I really liked my hiking poles, and this was the first time I have ever used them. I took 3 liters of water, drank liberally all day, and was out of water about an hour from the car on the way down.

It got hot, and if the weather goes bad, it could get very cold very quickly, so dress accordingly.

When you reach chickenout ridge, the trail basically dead ends at a rock wall. YOu think, "what the ...? Where did the trail go?" I was tempted to angle to the right at that point, and found that was not the way. I had to climb straight up a steep headwall. (of course in that situation you can't just go back, as that would confirm that you had made a routefinding mistake)

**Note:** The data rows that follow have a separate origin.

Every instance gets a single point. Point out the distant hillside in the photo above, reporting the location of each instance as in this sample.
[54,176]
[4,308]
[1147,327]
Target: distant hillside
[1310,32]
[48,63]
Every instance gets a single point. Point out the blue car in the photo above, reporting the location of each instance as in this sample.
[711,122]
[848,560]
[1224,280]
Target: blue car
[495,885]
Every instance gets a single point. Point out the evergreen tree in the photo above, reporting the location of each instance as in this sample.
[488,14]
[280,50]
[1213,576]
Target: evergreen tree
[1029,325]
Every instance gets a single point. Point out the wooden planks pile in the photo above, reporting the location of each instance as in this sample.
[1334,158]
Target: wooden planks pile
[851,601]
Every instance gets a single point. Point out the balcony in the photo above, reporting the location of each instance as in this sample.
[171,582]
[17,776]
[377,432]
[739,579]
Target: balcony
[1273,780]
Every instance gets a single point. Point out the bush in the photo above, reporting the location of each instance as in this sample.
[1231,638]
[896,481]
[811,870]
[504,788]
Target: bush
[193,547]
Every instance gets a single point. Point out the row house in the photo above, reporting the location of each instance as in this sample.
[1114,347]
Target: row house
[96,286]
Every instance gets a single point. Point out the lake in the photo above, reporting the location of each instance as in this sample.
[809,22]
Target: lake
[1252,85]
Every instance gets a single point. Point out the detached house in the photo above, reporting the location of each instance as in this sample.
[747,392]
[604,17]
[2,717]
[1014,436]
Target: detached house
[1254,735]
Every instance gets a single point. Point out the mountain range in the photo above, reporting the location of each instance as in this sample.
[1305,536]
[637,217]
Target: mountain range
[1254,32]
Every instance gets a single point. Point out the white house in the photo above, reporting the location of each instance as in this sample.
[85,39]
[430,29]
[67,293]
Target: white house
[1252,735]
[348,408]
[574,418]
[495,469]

Instead, at the first cliff, go straight up it, then weave in and out on the ridge that follows. It is a bit exposed, but the rock is solid, the handholds plentiful, and just keep 3 points of contact at all times. Its scary enough that you are fully concentrating, and not likely to make slips ups.

When the way is blocked by insurrmountable rocks, go around them to the left. That happens twice. When you get to the last little cliff before the snow ridge, you just have to downclimb it. Its steep, but has good handholds if you go slow and find them. One guy was there with his kids, and he belayed them down. I would with my kids too.

Other than the ridge, its a rough trail. It is punishing and exhausting though. It was 4 hours up and 4.5 hours down for me. You need to leave the cars by 6am or 7am at the latest.